The following assigns the value 0x61 or 'a' to the character string.
const char a[] = 'a';
You probably rather meant to write
const char a = 'a'; /* assign a character to a character */
or
const char a[] = "a"; /* assign a string to a string */
The next thing is with the following statement. Hereby you assign a pointer to an int with the memory address of a char. Which invokes undefined behavior as you are reading over the bounds of your valid memory in the next statement.
int *changed = &bufferArrays[counter][i];
Hereby you compare the first four bytes starting from both addresses. Both variables are only one byte wide.
if( memcmp(&a, changed, 4) == 0 )
If you only want to know whether there is an 'a' in some of your buffer, why don't you just.
int i, j;
for (i = 0; i < NUM_BUFFERS; i++)
for (j = 0; j < BUFFER_LENGTH; j++)
if (bufferArrays[i][j] == 'a') printf("got it!\n");
This:
bufferArrays[counter] = "a"; //all the buffers contain one "a"
is wrong, since bufferArrays[counter] is not a character pointer but a character array. You need:
strcpy(bufferArrays[counter], "a");
Also, you don't show readTOmodify, so that part is a bit hard to understand.
Further, strings are best compared with strcpy(), which compares character-by-character and stops at the terminating '\0'. You use memcmp(), and I don't understand the reason for the 4 which is the number of bytes you're comparing.
1) bufferArrays[counter] = "a"; //all the buffers contain one "a"

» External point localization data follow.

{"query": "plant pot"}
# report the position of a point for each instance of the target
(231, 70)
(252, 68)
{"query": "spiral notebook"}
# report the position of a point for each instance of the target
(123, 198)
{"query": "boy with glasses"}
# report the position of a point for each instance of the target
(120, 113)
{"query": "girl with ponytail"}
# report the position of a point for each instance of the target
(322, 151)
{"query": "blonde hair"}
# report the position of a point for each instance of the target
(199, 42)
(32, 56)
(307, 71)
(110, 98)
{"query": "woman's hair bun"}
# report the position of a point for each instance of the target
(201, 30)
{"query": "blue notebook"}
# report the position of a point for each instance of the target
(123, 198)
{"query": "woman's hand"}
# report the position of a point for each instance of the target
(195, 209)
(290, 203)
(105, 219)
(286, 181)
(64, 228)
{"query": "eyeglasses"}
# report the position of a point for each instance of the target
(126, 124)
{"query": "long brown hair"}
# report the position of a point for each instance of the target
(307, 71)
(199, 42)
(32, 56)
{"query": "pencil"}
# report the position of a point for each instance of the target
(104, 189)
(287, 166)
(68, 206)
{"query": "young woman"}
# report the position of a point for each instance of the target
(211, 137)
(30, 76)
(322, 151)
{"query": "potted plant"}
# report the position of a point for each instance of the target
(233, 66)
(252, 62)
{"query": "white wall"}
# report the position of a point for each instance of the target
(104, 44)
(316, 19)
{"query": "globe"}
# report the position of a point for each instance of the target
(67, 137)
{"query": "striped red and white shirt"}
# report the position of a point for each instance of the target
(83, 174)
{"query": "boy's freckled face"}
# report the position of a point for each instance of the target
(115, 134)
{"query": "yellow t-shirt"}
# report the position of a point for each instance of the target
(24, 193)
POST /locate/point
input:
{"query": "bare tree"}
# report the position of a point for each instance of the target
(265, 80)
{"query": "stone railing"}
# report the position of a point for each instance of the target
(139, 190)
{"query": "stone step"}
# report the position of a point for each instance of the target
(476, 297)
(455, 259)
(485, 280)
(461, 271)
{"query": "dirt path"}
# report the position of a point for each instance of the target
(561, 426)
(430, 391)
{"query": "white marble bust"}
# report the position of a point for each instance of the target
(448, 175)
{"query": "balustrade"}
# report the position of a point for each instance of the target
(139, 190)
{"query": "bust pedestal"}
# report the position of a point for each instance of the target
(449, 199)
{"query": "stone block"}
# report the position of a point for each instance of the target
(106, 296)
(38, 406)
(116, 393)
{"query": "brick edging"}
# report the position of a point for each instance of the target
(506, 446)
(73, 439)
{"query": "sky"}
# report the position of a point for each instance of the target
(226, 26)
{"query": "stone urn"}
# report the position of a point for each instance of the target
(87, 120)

This is not ok, you have to use strcpy to copy strings:
strcpy(bufferArrays[counter],"a"); //all the buffers contain one "a"
2)
#define BUFFER_LENGTH 1
Here's a problem. Buffer length should be at least 2 if you want to store just one char (for the extra null-termination).
3) In both of your loops, you never change counter, which leads to infinite loop.
Where's your code? I don't see any function surrounding it.
EDIT:
To assign you can also use:
while(counter < NUM_BUFFERS)
{
bufferArrays[counter][0] = 'a'; //all the buffers contain one "a"
counter++;
}
In any case, you have to have Buffer length as 2 if you want use it as a C-string.
The statement
bufferArrays[counter] = "a";
is not legal. It assigns a pointer to a single char and should give a compiler error (or at least a warning). Instead try
bufferArrays[counter] = 'a';
Also, in the while loops (both of them) you do not increase counter and so loop over the same index over and over forever.
Edit: Further problems
The condition where you do the comparison is flawed as well:
memcmp(&a, changed, 4)
The above doesn't compare pointers, it compares the contents of what the pointers point to, and you compare four bytes while the contents is only a single byte. Besides, you can't compare the pointers, as they will be different; The contents of the variable a is stored at a different location than that of the contents of bufferArrays[counter][i].